If is the number of variables for which the correlation matrix was calculated, then the test statistic is defined as ${\ displaystyle p}$ ${\ displaystyle R}$

{\ displaystyle X ^ {2} = - \ left (n-1 - {\ frac {2p + 5} {6}} \ right) \ log (| R |)}

where is the number of observations and the determinant of . ${\ displaystyle n}$ ${\ displaystyle | R |}$ ${\ displaystyle R}$

The test statistic is approximately -distributed with degrees of freedom.
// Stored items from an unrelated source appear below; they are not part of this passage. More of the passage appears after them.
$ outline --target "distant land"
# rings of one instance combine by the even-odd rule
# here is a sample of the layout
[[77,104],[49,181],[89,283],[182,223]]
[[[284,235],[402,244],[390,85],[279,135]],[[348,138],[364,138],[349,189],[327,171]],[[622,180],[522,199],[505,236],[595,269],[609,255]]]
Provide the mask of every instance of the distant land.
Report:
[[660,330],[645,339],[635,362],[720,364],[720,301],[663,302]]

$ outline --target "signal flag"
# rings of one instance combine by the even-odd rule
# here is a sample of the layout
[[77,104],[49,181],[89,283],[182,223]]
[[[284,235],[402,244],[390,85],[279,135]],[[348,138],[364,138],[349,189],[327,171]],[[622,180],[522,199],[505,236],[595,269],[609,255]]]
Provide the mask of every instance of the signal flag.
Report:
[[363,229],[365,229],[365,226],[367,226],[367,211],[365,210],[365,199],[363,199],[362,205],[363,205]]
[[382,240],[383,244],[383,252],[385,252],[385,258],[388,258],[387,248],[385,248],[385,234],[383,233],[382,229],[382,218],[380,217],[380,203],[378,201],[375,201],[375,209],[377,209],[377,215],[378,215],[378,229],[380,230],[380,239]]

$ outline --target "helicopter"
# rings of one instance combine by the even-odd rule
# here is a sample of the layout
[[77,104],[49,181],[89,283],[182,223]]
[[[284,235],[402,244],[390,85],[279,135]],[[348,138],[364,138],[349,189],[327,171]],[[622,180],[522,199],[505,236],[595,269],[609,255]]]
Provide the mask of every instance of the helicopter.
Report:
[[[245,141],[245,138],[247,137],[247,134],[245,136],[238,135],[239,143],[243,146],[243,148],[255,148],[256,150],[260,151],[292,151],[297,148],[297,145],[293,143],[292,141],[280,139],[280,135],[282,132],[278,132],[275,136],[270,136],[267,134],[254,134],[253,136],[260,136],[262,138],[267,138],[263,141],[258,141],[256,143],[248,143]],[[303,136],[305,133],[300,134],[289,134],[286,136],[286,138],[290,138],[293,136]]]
I.e. the null hypothesis is rejected if the realization of the test statistic is greater than . ${\ displaystyle X ^ {2}}$ ${\ displaystyle \ chi _ {p (p-1) / 2} ^ {2}}$ ${\ displaystyle p (p-1) / 2}$ ${\ displaystyle \ chi _ {p (p-1) / 2, \ alpha} ^ {2}}$

Individual evidence

^ Maurice Bartlett: Properties of sufficiency and statistical tests . In: Proceedings of the Royal Statistical Society Series A . tape 160 , 1937, pp. 268-282 , doi : 10.1098 / rspa.1937.0109 , JSTOR : 96803 .
↑ SPSS (2007), SPSS 16.0 Algorithms, SPSS Inc., Chicago, Illinois, p. 293.

Web links

NIST page on Bartlett's test

[1] Maurice Bartlett: Properties of sufficiency and statistical tests . In: Proceedings of the Royal Statistical Society Series A . tape 160 , 1937, pp. 268-282 , doi : 10.1098 / rspa.1937.0109 , JSTOR : 96803 .

[2] SPSS (2007), SPSS 16.0 Algorithms, SPSS Inc., Chicago, Illinois, p. 293.